Optionally, the shaping output circuit includes: a schmitt trigger having an input connected to the second pull-down point; and an inverter having an input connected to the output of the schmitt trigger and an output for providing the output signal.

In summary, the level conversion circuit in the embodiment of the present invention, by setting the second pull-down circuit and the potential maintaining circuit in the circuit, not only can the level conversion circuit normally operate when the voltage difference in the high voltage domain is greater than or equal to 2 vth, but also can normally operate when the voltage difference in the high voltage domain is less than 2 vth, compared with the conventional LEVEL SHIFT circuit, the operating range of the level conversion circuit is not limited by the on threshold value of the transistor in the circuit, and the application range of the circuit is enlarged.

Drawings

The above and other objects, features and advantages of the present invention will become more apparent from the following description of embodiments of the present invention with reference to the accompanying drawings, in which:

Fig. 1 shows a schematic circuit diagram of a conventional level shift circuit.

Fig. 2 shows an operation waveform diagram of a conventional level shift circuit.

Fig. 3 shows a schematic circuit diagram of a level shift circuit according to an embodiment of the invention.

Fig. 4 shows an operation waveform diagram of a level shift circuit according to an embodiment of the present invention.

Detailed Description

Reference will now be made in detail to exemplary embodiments of the present disclosure, examples of which are illustrated in the accompanying drawings. Wherever possible, the same reference numbers will be used throughout the drawings to refer to the same or like parts.

In the description, it should be noted that like reference numerals have been used to denote like parts in other figures as far as possible for these elements. In the following description, when functions and configurations known to those skilled in the art are irrelevant to the basic configuration of the present disclosure, their detailed description will be omitted.
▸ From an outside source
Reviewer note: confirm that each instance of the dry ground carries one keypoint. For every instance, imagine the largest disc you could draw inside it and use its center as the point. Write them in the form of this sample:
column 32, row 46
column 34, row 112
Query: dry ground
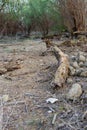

The terms described in the specification should be understood as follows.

Advantages and features of the present disclosure and methods of accomplishing the same will be described below by way of embodiments described with reference to the accompanying drawings. This disclosure may, however, be embodied in different forms and should not be construed as limited to the embodiments set forth herein. Rather, these embodiments are provided so that this disclosure will be thorough and complete, and will fully convey the scope of the disclosure to those skilled in the art. Furthermore, the disclosure is limited only by the scope of the claims.

The shapes, dimensions, ratios, angles, and numbers disclosed in the drawings for describing embodiments of the present disclosure are merely examples, and thus the present disclosure is not limited to the details illustrated. Like numbers refer to like elements throughout. In the following description, a detailed description will be omitted when it is determined that the detailed description of related known functions or constructions will inevitably obscure the gist of the present disclosure.

In the case where the terms "including", "having" and "comprising" described in this specification are used, another part may be added unless "only" is used. Unless otherwise indicated to the contrary, singular terms may include the plural.

It will be understood that, although the terms "first," "second," etc. may be used herein to describe various elements, these elements should not be limited by these terms. These terms are only used to distinguish one element from another element. For example, a first component could be termed a second component, and, similarly, a second component could be termed a first component, without departing from the scope of the present disclosure.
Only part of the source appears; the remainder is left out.